Изменить стиль страницы

О сопротивлении не могло быть и речи. Единственно, что удавалось, так это, прикрываясь от ударов сапог, дубинок и прикладов, кричать: «Азербайджан!», «Азербайджан!».

Были ли в ту ночь жертвы? По официальным данным таковых не было. Что касается меня, — продолжает Ровшан Мустафа, — то я видел окровавленных людей, потерявших сознание женщину и двух стариков; Нам удалось поднять и унести их с собой. Спецвойска, заставляя людей бежать по живому коридору в сторону морвокзала, наносили удары и умудрялись при этом еще и шутитъ между собой. Впереди дорогу преграждали боевые машины, на которых стояли солдаты с направленными на нас автоматами. Мы остановились, окруженные со всех сторон. Плакали дети, искали друг друга, выкрикивая имена друзей, женщины перевязывали пострадавших… Уверен, что можно было избежать трагедии, но демократия у нас была гостьей. Хозяином дома — дубинка».

Когда гость из Запорожья, народный депутат СССР Виталий Челышев в беседе с членом правления НФА Исой Гамбаровым заметил, что азербайджанский Народный фронт переживает свою романтическую пору (за ней — этап кризиса и практических дел), Гамбаров ему ответил:

«Нет, с миром грез мы расстались 5 декабря 1988 года. Романтический этап завершился в ту ночь».

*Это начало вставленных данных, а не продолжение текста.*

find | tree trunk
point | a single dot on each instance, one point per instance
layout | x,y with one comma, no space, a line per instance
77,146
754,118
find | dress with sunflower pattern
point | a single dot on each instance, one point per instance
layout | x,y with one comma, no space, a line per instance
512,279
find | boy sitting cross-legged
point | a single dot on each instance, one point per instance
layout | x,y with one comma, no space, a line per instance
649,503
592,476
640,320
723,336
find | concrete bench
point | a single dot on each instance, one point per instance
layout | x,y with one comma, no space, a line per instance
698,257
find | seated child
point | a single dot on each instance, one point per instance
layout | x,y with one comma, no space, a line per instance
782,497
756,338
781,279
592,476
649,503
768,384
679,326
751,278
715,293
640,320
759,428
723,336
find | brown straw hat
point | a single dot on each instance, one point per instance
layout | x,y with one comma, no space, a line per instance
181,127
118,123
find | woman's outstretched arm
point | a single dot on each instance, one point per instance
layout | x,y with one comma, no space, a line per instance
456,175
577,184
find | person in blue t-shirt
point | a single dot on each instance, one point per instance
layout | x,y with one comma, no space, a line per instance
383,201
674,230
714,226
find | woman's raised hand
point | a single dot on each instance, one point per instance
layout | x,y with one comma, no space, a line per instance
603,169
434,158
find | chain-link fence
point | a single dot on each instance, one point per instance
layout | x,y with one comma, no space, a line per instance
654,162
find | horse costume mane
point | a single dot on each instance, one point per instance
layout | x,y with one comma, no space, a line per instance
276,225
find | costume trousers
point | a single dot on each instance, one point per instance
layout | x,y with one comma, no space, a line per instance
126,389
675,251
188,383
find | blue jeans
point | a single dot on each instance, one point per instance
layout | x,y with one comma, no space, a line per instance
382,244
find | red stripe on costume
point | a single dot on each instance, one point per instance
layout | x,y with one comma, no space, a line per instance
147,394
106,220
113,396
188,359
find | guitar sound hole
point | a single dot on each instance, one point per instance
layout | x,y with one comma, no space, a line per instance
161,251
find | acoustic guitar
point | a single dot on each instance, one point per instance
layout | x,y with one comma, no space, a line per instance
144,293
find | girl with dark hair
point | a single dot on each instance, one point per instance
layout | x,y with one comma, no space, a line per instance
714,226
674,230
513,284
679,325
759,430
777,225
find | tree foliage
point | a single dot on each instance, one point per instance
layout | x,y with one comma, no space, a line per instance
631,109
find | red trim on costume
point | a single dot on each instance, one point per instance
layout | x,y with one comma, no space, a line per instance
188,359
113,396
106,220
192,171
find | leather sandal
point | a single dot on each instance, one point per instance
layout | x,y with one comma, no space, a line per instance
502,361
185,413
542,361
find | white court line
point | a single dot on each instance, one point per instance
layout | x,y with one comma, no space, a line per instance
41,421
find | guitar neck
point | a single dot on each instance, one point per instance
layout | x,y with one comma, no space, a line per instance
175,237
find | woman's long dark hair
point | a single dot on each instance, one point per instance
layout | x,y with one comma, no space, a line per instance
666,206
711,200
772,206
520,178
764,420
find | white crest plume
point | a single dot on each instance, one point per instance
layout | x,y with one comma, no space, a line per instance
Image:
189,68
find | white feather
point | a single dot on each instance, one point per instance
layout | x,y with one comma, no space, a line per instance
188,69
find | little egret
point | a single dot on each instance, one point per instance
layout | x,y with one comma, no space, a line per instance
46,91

Через год противостояние власти и народа в Баку проявилось с еще большим ожесточением и отчаянием. Теперь на подмогу Везирову в столицу Азербайджана прибыли члены Политбюро Гиренко и Примаков, высшие чины КГБ и МВД СССР. Министр обороны Язов, лично руководивший операцией, получил за нее маршальский жезл. Очевидцы рассказывают, что 20 января 1990 года тогдашний глава МВД Вадим Бакатин собрал руководство МВД республики и, демонстрируя свой демократизм, перед началом совещания обошел строй блюстителей порядка, здороваясь с каждым за руку. Всего один полковник отказался подать руку палачу. «Вы не боитесь суда истории?» — задал он своему министру вопрос. «Мне плевать на историю, — раздраженно ответил Бакатин, — важно доложить руководству страны об исполнении приказа».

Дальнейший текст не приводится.